Keywords

1 Introduction

Big data analytics is an important aspect of business in decision and strategy making. Big data as the word indicates its huge volume of data such as business records, collected real-time sensor data which are used in Internet of things. Data can be of structured (e.g., SQL database) and unstructured data (e.g., files). In order to process big data, Hadoop framework can be used. Hadoop is an open-source project where it provides framework for big data analysis. It works on MapReduce and Hadoop Distributed File System (HDFS) techniques. HDFS is designed to store very large amount of data. To provide Hadoop service and store large amount of data, cloud is needed. Cloud consists of pool of resources, and these resources are accessed via Internet, for example, OpenStack and Amazon Web Service [1]. OpenStack is an open-source cloud platform, which is used to store big data in order to provide Hadoop service to the users.

Figure 1 represents the block diagram of Hadoop as a service in OpenStack. Hadoop Web site provides different Hadoop cluster size to the user. Once the user requests for Hadoop cluster through Hadoop Web site, Hadoop Web site internally calls the script to launch virtual machines and installs Hadoop cluster on launched virtual machines through scripts. Once the installation of Hadoop cluster on virtual machines is done, OpenStack private cloud in response to user’s request provides Master IP and Private Key. By using Master IP and Private Key, user can access the Hadoop cluster.

Fig. 1
figure 1

Block diagram of Hadoop as a service in OpenStack

2 Literature Survey

Big data demands new techniques and paradigms for processing data. Hadoop is one of the frameworks which can be used for processing of big data, which is fast, scalable, and reliable. Working of Hadoop and necessity of Hadoop service motivate to carry out the literature survey.

Authors in [2] present an overview of service-generated big data and big data as a service. In later part of paper, authors explain about requirements to provide big data as a service such as cloud and big data technologies by considering different types of service generated, and data has been discussed.

Authors in [3] discuss the architecture of Hadoop and briefly explain about components of Hadoop such as MapReduce, HDFS, YARN, and common utilities. Hadoop’s scalability and fast nature have been highlighted by considering book circulation data along with online profile user data, which consists of 13 GB.

Authors in [4] describe the architecture of OpenStack and storage as a service on cloud using OpenStack. Further discusses about the security aspect of stored data by using AES algorithm.

Authors in [5] explain taxonomy of cloud computing services and different type of cloud services. The taxonomy provides classification of current and future cloud computing services in the form of tree structure.

2.1 OpenStack

OpenStack is an open-source cloud project. It is used for building private and public cloud. It provides three types of services, i.e., infrastructure as a service (IaaS), platform as a service (PaaS), and software as a service (SaaS).

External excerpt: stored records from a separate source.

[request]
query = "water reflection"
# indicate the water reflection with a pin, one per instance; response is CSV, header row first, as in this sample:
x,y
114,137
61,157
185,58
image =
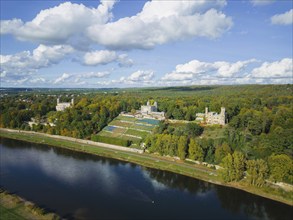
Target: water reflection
x,y
82,186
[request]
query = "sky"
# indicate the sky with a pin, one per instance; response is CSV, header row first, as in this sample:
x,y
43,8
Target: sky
x,y
133,43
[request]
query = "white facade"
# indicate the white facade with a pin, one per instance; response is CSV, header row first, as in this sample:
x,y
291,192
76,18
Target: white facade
x,y
61,106
146,109
212,117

Infrastructure as a Service (IaaS): Cloud infrastructure provides services to customer by virtualizing storage, operating system, server, and hardware. Virtual machine hosting on cloud comes under server virtualization where users host virtual machines on cloud infrastructure depending on their requirements. Users can deploy their own software and manage the virtual machines, e.g., Amazon Web Service (AWS), Microsoft Azure, OpenStack, and many more [5].

Platform as a Service (PaaS): Cloud service provider provides platform to user to deploy applications. Users can build and deploy applications using tools and programming languages which are provided by the cloud service provider. Common services provided are Web server to deploy Web applications and different programming language IDE’s such as C, C++, Python, and many more. Users have no control over cloud infrastructure such as storage, network, operating system, and servers, e.g., Google App Engine, Amazon Web Service (AWS), Microsoft Azure, OpenStack, and many more [5].

Software as a Service (SaaS): Cloud service provider hosts the software and makes this software available to users over Internet. Software as a service removes the burden on users to install and run software on their own machines. Users have no control over the infrastructure such as storage, network, operating system, servers, and software platform, e.g., e-mail service, Google applications, and many more [5] (Fig. 2).

Fig. 2
figure 2

Architecture of OpenStack

2.1.1 Components of OpenStack

  1. (a)

    Keystone: It provides authentication services for the users and maintains session state using tokens.

  2. (b)

    Glance: It provides storage to store images, which are used to launch virtual machines such as Ubuntu, Cirros, and many more.

  3. (c)

    Nova: It provides virtual machines and management module to drivers, which interact with hypervisor to provide virtualization.

  4. (d)

    Neutron: It provides APIs to cloud tenants to build network topologies and configure advanced networking policies such as switches and routers.

  5. (e)

    Horizon: It provides graphical user interface (GUI) to users to use all the services such as nova, glance, and keystone.

  6. (f)

    Cinder: It provides block volume to virtual machines. Volumes are like external hard drive to the virtual machines.

  7. (g)

    Heat: It provides templates to automate human activities such as launching of an instance, creating flavors, creating networks, and many more.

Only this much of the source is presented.